Saudi Arabia has increasingly become a liability for the United States. Our enabling of their reckless behavior has been a disaster for Yemen and the rest of the region, and Mohammed bin Salman has been the driving force behind that behavior. The crown prince’s crimes aren’t limited to ordering the murder of one prominent critic, but the backlash to that killing has created a political opening in Washington to penalize him for that crime and all the others he has committed since first entering government in 2015. Instead of using that opening to put significant pressure on Riyadh, Biden seems content with making a few symbolic gestures and leaving it at that.

The Biden administration also seems to be letting its concern for regional clients’ preferences get in the way of salvaging the nuclear deal with Iran. It is common knowledge that Israel and Saudi Arabia do not want the U.S. to rejoin the agreement. The disturbing thing is that the Biden administration seems to be trying to placate them before taking any meaningful action to fulfill U.S. commitments. News reports have been full of references to the Biden administration’s efforts to “assuage” the Israeli government’s concerns, as if a government led by Netanyahu will ever be satisfied by anything besides relentless hostility towards Iran. Biden’s long history of supporting the U.S.-Israel relationship should make it easier for him to break with Israel on this issue, but in practice it has meant that he and his officials have been more attentive to their bad faith complaints.

Leverage that is never used is no longer really leverage. The U.S. could withhold all military assistance and weapons from these clients to pressure them into making different policy choices more in line with U.S. interests, but there is tremendous resistance in Washington even to threatening to do this because of the fear that the U.S. will then lose influence. The client governments can see how this works and they have learned how to influence the debate in Washington to their advantage by encouraging this fear among American leaders. The new fad of framing every issue as part of “great power competition” has made it even easier for clients to frighten American leaders into giving them whatever they want. All that they need to do to get most American critics to quiet down is intimate that they might move closer to Russia or China, no matter how unrealistic that might be.

One of the consequences of this upside-down dynamic is that the client governments have an enormous sense of entitlement that U.S. policies are supposed to serve their interests, and they react furiously when their preferences are opposed. The Intercept reported recently that the UAE ambassador to the United States, Yousef al Otaiba, shouted at Democratic Rep. Ro Khanna over the latter’s efforts to organize congressional opposition to U.S. support for the war on Yemen:

“I was just taken away,” Khanna said. “It led me to think that there’s a real arrogance, a real sense of entitlement, a sense that he thought himself so powerful that he could act that way. And I’ve never really seen that before.”

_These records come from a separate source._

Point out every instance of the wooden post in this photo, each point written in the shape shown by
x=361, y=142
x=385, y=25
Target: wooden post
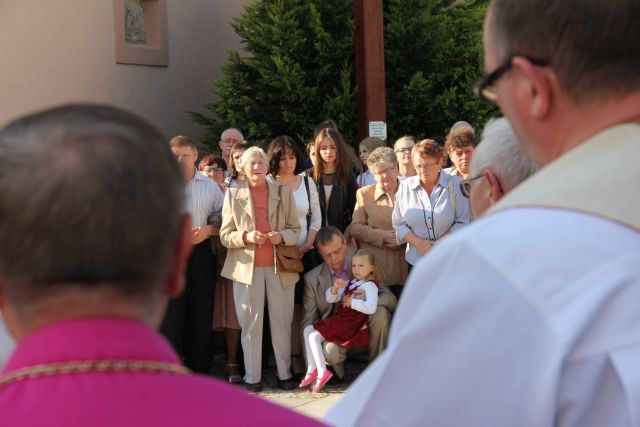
x=369, y=60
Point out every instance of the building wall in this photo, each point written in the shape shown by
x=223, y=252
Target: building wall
x=59, y=51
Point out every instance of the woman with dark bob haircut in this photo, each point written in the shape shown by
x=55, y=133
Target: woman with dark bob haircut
x=334, y=178
x=285, y=165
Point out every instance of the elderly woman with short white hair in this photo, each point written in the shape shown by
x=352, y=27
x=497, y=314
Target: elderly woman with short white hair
x=256, y=216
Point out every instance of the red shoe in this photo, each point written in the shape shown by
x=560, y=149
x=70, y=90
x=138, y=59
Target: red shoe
x=308, y=378
x=320, y=383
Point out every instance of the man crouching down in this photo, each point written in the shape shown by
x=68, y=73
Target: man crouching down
x=333, y=248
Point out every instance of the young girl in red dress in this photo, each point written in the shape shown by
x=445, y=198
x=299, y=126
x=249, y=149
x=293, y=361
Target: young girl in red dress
x=348, y=325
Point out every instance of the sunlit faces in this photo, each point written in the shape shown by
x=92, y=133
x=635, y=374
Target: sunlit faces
x=461, y=158
x=403, y=151
x=255, y=169
x=427, y=168
x=229, y=137
x=327, y=151
x=215, y=173
x=333, y=253
x=186, y=156
x=287, y=165
x=364, y=155
x=236, y=159
x=361, y=267
x=386, y=175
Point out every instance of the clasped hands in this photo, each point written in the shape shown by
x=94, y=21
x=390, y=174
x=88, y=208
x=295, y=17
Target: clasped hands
x=346, y=299
x=260, y=238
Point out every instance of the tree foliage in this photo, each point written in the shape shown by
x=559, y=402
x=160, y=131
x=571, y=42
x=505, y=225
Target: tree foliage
x=298, y=69
x=433, y=55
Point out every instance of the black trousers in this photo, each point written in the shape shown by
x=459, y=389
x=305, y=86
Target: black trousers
x=188, y=321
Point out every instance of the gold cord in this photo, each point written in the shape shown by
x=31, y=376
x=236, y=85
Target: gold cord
x=83, y=366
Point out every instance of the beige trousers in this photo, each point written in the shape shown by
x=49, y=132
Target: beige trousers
x=379, y=323
x=249, y=301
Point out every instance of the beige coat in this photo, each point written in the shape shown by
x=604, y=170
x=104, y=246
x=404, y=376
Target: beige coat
x=238, y=218
x=371, y=218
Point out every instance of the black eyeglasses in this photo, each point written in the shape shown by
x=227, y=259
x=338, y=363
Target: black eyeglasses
x=465, y=185
x=485, y=86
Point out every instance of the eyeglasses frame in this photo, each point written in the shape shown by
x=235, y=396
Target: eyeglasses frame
x=489, y=80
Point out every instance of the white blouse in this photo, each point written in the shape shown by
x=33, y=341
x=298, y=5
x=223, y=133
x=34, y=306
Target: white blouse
x=367, y=306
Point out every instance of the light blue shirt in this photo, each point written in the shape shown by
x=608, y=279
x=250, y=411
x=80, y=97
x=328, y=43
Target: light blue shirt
x=429, y=218
x=204, y=197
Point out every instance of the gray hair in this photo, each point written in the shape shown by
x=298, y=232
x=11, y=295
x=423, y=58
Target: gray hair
x=500, y=152
x=405, y=138
x=253, y=152
x=380, y=156
x=89, y=196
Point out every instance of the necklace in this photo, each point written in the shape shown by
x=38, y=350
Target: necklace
x=99, y=365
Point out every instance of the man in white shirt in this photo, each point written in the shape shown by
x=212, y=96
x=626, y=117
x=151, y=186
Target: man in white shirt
x=529, y=317
x=189, y=316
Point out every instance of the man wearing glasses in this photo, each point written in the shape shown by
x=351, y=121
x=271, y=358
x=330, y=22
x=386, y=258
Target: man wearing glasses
x=499, y=165
x=228, y=138
x=529, y=317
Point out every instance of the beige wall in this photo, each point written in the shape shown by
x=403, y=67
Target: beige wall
x=58, y=51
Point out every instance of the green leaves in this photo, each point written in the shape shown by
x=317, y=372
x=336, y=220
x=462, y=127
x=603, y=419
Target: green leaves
x=296, y=72
x=432, y=56
x=298, y=69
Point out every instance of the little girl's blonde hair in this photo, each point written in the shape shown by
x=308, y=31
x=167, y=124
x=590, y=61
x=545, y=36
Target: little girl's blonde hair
x=377, y=273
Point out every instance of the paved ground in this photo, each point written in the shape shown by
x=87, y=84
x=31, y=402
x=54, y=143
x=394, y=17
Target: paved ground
x=314, y=405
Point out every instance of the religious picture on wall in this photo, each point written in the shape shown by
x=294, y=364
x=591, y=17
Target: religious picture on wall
x=134, y=22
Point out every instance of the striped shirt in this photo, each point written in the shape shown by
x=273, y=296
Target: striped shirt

For the record, the ambassador denies Khanna’s account, but I trust Rep. Khanna over the representative of a government that has been credibly accused of war crimes and the torture of detainees. It is easy to believe that an ambassador as influential and plugged-in to the Washington political scene as Otaiba would think that he can get away with berating elected American representatives. He had grown accustomed to his government getting everything it wanted from the U.S., and Khanna’s work on opposing the Saudi coalition’s war was one of the few times that there had been significant resistance.

America’s Middle East clients are not that valuable to us, and our government’s support for them has little or nothing to do with keeping America secure. The U.S. can afford to reduce or end that support when clients behave abhorrently and use the weapons Washington has provided them to commit atrocities. If the U.S. is going to end its militarized role in the region, it needs to start by reassessing and downgrading these client relationships.